Few accelerometers rely on a naive application of Hooke's Law as described in the introduction, though that example is a good starting point for understanding the general characteristicse of all accelerometers. Most rely on fancier techniques. In particular, solid state techniques.
There are two basic classes of these 1) SAW (surface acoustic wave) and 2) MEMS (microelectromechanical). Most Android devices have used MEMS, so I will not discuss SAW anymore than this mention for completeness's sake.
MEMS devices in turn are divided into two classes: those that: 1) measure displacement of a test mass or 2) measure change in frequency of a vibrating element. To date, Android phones have used mostly the former, the mass either suspended on springs or by a cantilever.
Practical inertial navigation requires supplementing pure accelerometer data with some kind of other data, at least with reliable orientation data. Without orientation data, after all, we cannot even separate gravity from acceleration of the device. But with it, knowing that g=980m/S and which way is down, we can do all right. Even better though, when practical, is to include GPS data too. But this is more demanding especially on the battery.
This is a generic term for integrating accelerometer, orientation and gyroscopic data to provide corrected data for each; Sensor Fusion the proprietary name for Invensense's version of this is "MotionFusion™" now available in many Android phones running 2.3 or later. But this version requires their own hardware to support it, e.g. the DMP™ or Digital Motion Processor™.
In fact, achieving some kind of sensor fusion is the whole point of supplementing accelerometer data. The sensors 'fused' are typically accelerometer and gyroscope, though they may include GPS, too. But let's not forget: on a mobile phone, the more sensors you turn on the faster you drain the battery, especially if one of them involved a radio, as do location service using Wifi or GPS. So if you can get adequate performance using just linear accelerometers and a gyroscope, that is the way you want to go.
Both the API does and a lot of Stack Overflow articles often omit to mention: since the accelerometer (and all the sensors) return digital data, we need digital filtering, not analog. The difference is important, since both the drawbacks and the strength of analog vs. digital filtering are rather different. Ringing, for example, is rarely a problem with digital filters, since there are no elements corresponding to inductors. But digitization noise (more often called quantization noise) is unique to digital filters.
In the old days, common analog filter designs (Butterworth, Chebyshev, Bessel, Elliptic) were often just copied over to their digital counterparts. But as you get closer and closer to the Nyquist frequency, the characteristics of the digital filter diverge more and more from those of the analog. In particular, the cutoffs were never as sharp. So this procedure is not common now.

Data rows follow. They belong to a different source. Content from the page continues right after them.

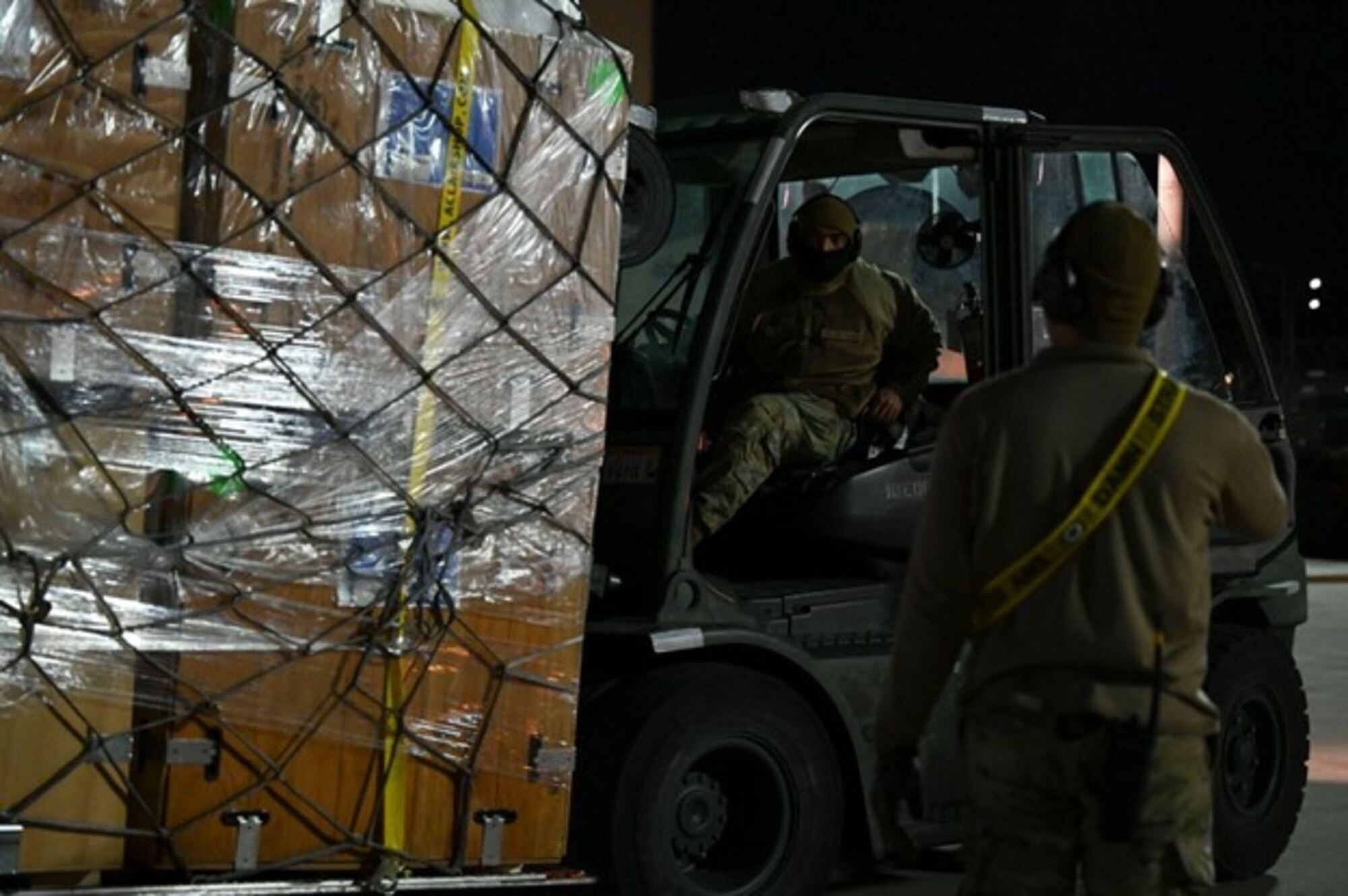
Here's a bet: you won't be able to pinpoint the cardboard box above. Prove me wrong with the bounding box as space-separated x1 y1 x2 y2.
0 0 190 240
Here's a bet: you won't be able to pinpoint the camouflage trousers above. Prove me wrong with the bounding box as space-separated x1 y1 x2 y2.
960 709 1213 896
693 392 856 540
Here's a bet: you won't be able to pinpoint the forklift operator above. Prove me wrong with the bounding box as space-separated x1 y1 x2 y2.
692 194 941 544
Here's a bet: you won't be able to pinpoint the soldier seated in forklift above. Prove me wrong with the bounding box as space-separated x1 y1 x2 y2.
692 193 942 569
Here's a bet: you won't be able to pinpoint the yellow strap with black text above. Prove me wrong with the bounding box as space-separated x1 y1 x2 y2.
383 0 480 852
972 371 1186 635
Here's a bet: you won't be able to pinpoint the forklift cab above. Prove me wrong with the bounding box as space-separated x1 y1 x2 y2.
597 94 1290 609
573 92 1306 893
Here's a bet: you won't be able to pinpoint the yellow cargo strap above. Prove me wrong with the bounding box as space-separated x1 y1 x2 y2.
972 371 1186 635
383 0 479 852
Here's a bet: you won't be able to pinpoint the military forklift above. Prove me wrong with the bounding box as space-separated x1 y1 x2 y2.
572 90 1309 896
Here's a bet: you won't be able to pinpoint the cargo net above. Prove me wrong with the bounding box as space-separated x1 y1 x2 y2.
0 0 630 881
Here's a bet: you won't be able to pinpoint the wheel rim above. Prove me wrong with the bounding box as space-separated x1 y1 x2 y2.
670 741 795 896
1221 693 1283 815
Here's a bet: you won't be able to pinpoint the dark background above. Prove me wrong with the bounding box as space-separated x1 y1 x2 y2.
652 0 1348 342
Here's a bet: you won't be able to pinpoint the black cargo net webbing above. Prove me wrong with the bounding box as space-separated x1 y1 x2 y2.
0 0 628 880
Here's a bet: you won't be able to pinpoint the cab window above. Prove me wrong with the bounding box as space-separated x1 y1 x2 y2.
1026 151 1268 403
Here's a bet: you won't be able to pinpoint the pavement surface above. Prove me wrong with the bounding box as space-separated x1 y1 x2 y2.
829 561 1348 896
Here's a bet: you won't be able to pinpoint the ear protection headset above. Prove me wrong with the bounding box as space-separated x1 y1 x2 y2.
1034 213 1174 330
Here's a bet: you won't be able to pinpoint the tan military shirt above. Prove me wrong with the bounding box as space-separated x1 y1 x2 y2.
876 344 1287 755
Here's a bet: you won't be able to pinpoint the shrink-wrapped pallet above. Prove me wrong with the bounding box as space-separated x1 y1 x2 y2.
0 0 630 880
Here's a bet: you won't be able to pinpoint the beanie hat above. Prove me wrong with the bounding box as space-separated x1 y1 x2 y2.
1055 202 1161 345
794 193 861 238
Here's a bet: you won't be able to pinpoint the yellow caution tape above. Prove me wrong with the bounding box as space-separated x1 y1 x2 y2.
972 371 1186 635
383 0 479 852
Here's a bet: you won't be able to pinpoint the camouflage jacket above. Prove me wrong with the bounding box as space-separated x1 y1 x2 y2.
731 259 941 418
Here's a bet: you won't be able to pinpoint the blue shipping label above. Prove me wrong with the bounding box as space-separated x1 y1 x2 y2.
375 71 501 193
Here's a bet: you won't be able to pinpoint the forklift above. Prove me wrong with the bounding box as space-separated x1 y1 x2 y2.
570 90 1309 896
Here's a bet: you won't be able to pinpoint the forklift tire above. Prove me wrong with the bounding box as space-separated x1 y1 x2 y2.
572 663 842 896
1206 625 1310 880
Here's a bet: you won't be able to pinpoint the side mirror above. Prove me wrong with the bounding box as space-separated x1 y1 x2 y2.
917 212 981 271
617 106 674 267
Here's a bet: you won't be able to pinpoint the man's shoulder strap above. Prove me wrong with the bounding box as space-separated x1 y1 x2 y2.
972 371 1186 635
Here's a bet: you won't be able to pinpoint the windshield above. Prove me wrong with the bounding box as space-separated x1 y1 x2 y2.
612 133 763 411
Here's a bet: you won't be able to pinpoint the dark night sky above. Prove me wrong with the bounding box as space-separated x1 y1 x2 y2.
654 0 1348 335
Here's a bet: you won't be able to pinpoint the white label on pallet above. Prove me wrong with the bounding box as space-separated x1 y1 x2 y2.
318 0 344 40
140 57 191 90
47 326 75 383
375 71 501 193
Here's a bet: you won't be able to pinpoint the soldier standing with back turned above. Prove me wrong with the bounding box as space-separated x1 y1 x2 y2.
874 202 1287 896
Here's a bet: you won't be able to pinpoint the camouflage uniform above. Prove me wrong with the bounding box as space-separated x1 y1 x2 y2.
693 259 941 538
961 707 1213 896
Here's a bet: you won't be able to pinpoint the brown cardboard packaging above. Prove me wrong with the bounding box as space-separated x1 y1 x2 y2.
0 0 189 240
0 0 624 872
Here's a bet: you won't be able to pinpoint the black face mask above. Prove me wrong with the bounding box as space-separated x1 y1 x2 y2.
791 245 856 283
786 225 861 283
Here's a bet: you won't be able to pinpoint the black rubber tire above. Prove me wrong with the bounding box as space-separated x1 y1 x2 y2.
1206 625 1310 880
572 663 842 896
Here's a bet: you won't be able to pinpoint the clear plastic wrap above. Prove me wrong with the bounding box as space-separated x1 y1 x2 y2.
0 0 630 873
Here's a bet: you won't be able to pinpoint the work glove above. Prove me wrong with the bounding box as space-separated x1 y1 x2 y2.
871 750 922 865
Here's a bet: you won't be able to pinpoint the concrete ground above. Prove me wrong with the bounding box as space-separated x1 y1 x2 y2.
829 561 1348 896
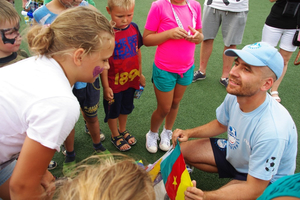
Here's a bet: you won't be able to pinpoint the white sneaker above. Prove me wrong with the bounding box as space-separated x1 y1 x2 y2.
159 128 172 151
146 131 159 153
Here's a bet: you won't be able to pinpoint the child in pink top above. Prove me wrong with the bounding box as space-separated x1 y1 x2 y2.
143 0 203 153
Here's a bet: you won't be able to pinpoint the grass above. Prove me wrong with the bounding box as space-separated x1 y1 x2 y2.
16 0 300 190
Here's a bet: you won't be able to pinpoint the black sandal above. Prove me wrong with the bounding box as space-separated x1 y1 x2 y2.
110 135 131 151
119 130 137 146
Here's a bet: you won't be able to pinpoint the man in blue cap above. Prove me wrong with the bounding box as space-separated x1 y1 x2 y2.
172 42 298 200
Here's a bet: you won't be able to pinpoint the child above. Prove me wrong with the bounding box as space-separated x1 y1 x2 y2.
56 155 155 200
143 0 203 153
0 7 114 199
33 0 110 175
101 0 145 151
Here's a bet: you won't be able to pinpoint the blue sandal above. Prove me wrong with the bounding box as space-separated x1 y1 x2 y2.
119 130 137 146
110 135 131 151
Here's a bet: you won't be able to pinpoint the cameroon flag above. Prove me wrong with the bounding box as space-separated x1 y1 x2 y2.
160 142 193 200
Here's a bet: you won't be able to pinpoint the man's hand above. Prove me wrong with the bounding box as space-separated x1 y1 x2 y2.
184 181 204 200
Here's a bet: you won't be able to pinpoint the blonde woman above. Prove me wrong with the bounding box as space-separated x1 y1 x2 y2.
0 7 114 200
54 154 155 200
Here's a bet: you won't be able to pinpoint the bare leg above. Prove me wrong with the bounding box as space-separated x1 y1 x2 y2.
150 85 174 133
199 39 214 74
107 118 130 150
221 45 236 78
119 114 135 144
271 49 293 102
165 84 187 130
64 128 75 152
82 113 100 144
0 178 10 200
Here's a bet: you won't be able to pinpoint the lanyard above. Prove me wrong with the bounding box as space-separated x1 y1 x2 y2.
169 0 196 35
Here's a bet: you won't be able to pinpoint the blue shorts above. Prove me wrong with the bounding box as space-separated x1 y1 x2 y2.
152 63 195 92
210 138 248 181
0 160 17 186
73 77 100 117
103 88 135 122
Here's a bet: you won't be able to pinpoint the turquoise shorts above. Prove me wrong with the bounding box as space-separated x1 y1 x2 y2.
152 63 195 92
0 160 17 186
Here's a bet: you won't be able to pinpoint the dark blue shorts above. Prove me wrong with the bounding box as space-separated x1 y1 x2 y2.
73 77 100 117
103 88 135 122
210 138 248 181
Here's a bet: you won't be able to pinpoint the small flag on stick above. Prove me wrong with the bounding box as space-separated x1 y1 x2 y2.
160 141 193 200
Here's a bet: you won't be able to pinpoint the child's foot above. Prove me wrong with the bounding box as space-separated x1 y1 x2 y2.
119 130 137 146
110 135 131 151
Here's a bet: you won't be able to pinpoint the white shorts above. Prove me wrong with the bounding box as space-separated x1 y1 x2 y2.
261 24 297 52
202 5 248 47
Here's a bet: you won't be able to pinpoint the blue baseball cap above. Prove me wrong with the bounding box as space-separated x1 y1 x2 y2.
225 42 284 79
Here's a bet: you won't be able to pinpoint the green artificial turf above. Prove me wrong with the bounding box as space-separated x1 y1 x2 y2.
16 0 300 190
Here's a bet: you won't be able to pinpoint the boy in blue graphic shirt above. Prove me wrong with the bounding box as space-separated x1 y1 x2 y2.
101 0 145 151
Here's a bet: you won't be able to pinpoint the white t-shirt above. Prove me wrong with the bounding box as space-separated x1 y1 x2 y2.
0 57 80 164
204 0 249 12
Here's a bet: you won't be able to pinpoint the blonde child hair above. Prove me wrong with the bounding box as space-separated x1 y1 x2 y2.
0 0 20 25
107 0 135 10
27 6 114 57
54 154 155 200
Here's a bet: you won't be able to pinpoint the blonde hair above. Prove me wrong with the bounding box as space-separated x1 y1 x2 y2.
107 0 135 10
27 6 114 57
54 154 155 200
0 0 20 25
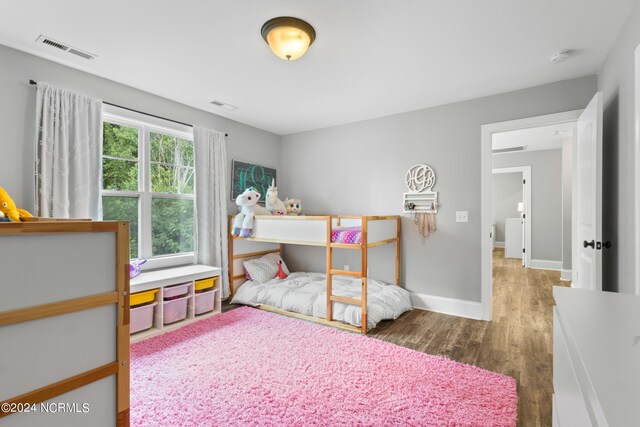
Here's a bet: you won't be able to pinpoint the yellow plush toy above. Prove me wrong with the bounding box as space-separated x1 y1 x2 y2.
0 187 33 222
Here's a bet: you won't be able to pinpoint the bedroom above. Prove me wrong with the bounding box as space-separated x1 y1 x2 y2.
0 0 640 425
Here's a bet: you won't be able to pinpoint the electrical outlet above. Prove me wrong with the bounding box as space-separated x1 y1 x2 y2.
456 211 469 222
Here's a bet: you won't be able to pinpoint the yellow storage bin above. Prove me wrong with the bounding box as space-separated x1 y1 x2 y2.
196 277 217 291
129 289 159 307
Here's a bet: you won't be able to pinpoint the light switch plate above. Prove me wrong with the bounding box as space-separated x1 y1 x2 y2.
456 211 469 222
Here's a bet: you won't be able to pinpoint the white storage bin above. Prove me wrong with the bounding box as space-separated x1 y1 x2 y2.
129 302 158 334
195 290 216 314
162 296 189 325
163 283 191 299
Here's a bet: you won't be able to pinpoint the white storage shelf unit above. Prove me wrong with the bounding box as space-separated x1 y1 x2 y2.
130 265 222 342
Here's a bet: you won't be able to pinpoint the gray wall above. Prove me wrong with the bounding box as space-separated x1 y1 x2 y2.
492 171 523 243
282 76 597 301
598 0 640 293
493 149 571 261
0 45 286 213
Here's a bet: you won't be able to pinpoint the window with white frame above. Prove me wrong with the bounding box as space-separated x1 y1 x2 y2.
102 108 195 267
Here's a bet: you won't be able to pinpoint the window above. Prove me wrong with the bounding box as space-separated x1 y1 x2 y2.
102 107 195 268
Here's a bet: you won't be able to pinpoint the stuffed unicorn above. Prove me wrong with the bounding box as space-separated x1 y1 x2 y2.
231 187 271 239
264 179 287 215
284 197 302 216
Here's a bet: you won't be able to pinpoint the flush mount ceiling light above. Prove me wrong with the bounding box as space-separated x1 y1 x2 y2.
261 16 316 61
549 50 571 64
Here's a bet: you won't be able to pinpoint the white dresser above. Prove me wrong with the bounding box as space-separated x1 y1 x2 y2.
553 287 640 427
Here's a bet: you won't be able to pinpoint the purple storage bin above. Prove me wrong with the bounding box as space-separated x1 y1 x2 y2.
195 289 216 314
163 283 191 300
162 296 189 325
129 302 158 334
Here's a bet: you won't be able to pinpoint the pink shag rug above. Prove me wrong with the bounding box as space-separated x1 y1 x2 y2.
131 307 517 427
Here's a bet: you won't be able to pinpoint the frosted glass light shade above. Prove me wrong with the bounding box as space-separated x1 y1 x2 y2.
262 16 316 61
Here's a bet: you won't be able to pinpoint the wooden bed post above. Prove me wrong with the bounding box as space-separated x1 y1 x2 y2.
226 215 234 301
396 217 400 286
327 216 333 321
360 216 369 334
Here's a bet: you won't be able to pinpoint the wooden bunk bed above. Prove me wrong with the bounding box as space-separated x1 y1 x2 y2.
229 215 400 334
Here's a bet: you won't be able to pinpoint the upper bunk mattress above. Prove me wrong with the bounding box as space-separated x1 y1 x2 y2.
331 227 362 245
231 273 411 329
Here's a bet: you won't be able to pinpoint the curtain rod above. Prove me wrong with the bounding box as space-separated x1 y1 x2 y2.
29 80 229 136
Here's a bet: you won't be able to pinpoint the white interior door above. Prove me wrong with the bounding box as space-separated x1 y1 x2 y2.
574 92 602 291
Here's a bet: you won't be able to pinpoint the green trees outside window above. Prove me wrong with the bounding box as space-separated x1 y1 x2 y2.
102 120 195 258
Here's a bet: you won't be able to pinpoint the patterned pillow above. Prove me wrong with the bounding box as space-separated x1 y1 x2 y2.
244 252 289 283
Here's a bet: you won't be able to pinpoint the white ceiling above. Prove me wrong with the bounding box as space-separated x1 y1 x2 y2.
0 0 636 134
491 122 576 151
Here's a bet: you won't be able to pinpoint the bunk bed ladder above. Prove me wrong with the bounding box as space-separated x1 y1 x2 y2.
326 216 368 334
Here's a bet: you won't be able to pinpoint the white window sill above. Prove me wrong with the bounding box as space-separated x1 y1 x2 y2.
140 253 196 271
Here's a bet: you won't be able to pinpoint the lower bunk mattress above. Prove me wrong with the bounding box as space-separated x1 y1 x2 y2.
231 273 411 329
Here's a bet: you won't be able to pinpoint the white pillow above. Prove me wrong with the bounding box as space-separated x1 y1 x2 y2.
244 252 289 283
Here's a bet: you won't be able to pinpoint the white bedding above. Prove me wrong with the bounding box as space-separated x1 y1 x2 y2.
231 273 411 329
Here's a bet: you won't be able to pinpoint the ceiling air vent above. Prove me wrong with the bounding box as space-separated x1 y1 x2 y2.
211 99 238 111
36 34 96 59
492 145 527 154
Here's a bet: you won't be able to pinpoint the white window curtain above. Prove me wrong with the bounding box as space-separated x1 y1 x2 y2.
35 83 102 219
193 126 229 298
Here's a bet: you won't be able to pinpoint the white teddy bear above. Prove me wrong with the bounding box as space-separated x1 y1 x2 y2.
231 187 271 239
264 179 287 215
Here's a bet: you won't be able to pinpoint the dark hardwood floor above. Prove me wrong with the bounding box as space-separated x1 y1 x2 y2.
223 249 568 427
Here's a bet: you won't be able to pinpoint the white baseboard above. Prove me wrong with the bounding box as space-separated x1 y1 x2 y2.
411 292 482 320
531 259 562 271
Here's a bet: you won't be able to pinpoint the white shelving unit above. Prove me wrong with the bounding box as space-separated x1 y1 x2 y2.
130 264 222 343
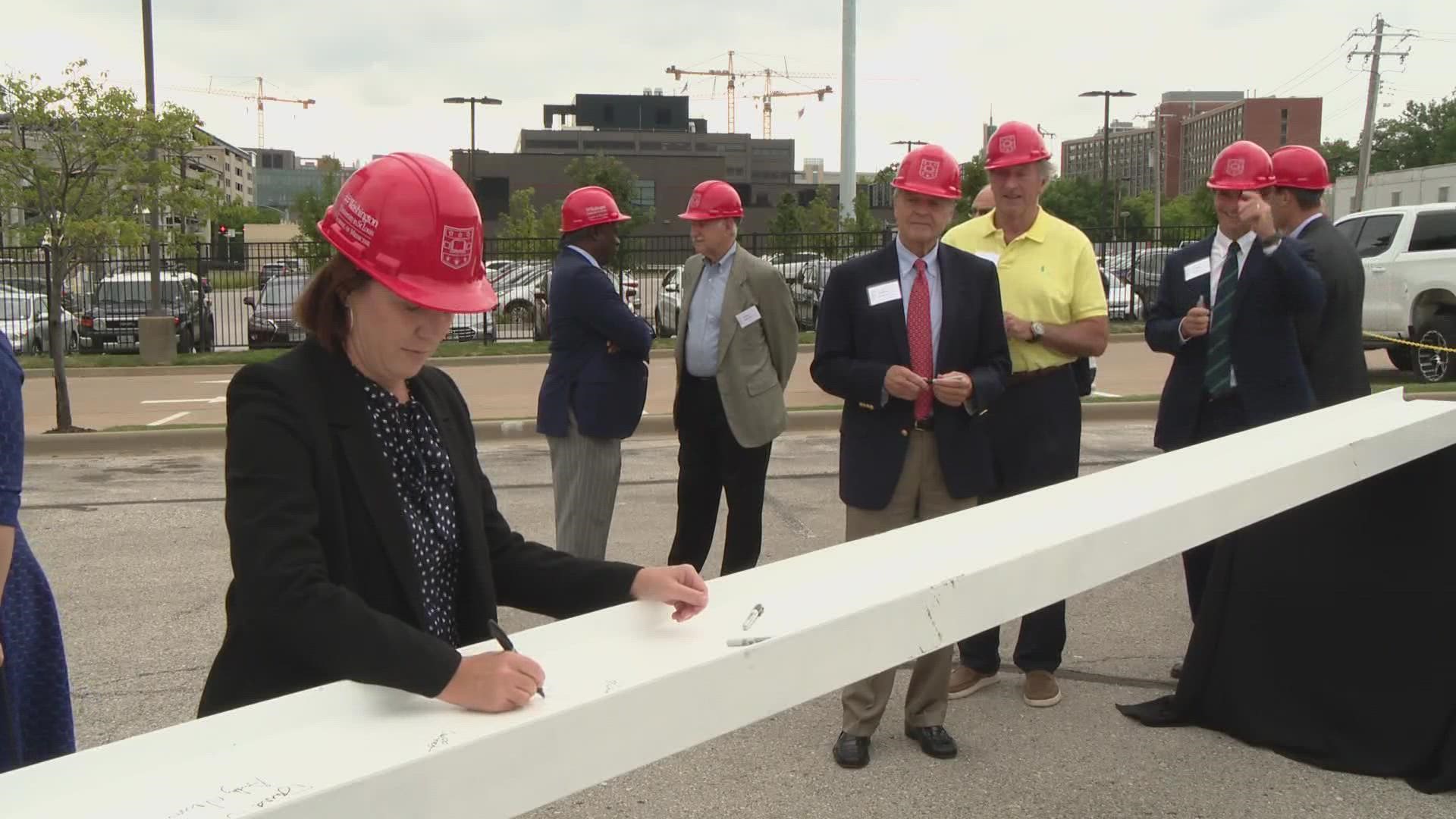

Instead, the better modern procedure is to use one of the programs referenced on a site like http://www.dspguru.com/dsp/links/digital-filter-design-software to do the design given a few key parameters such as transition band width, stop band attenuation and maximum ripple
The Kalman Filter Chapter 6
In practice even all the filtering described above is not good enough. There is just too much noise in both the accelerometer and the gyroscope. So inertial nagivation systems more often rely on a more sophisticated digital signal process technique, the Kalman Filter. This is an adaptive linear filter that tries to predict the value based on assuming a n error metric like least-mean-square, but then corrects it based on the actual data as it comes in.
Now this is a big improvement over non-adaptive filtering, but we can do even better: the non-linear "Extended Kalman Filter" has become the standard in inertial navigation applications.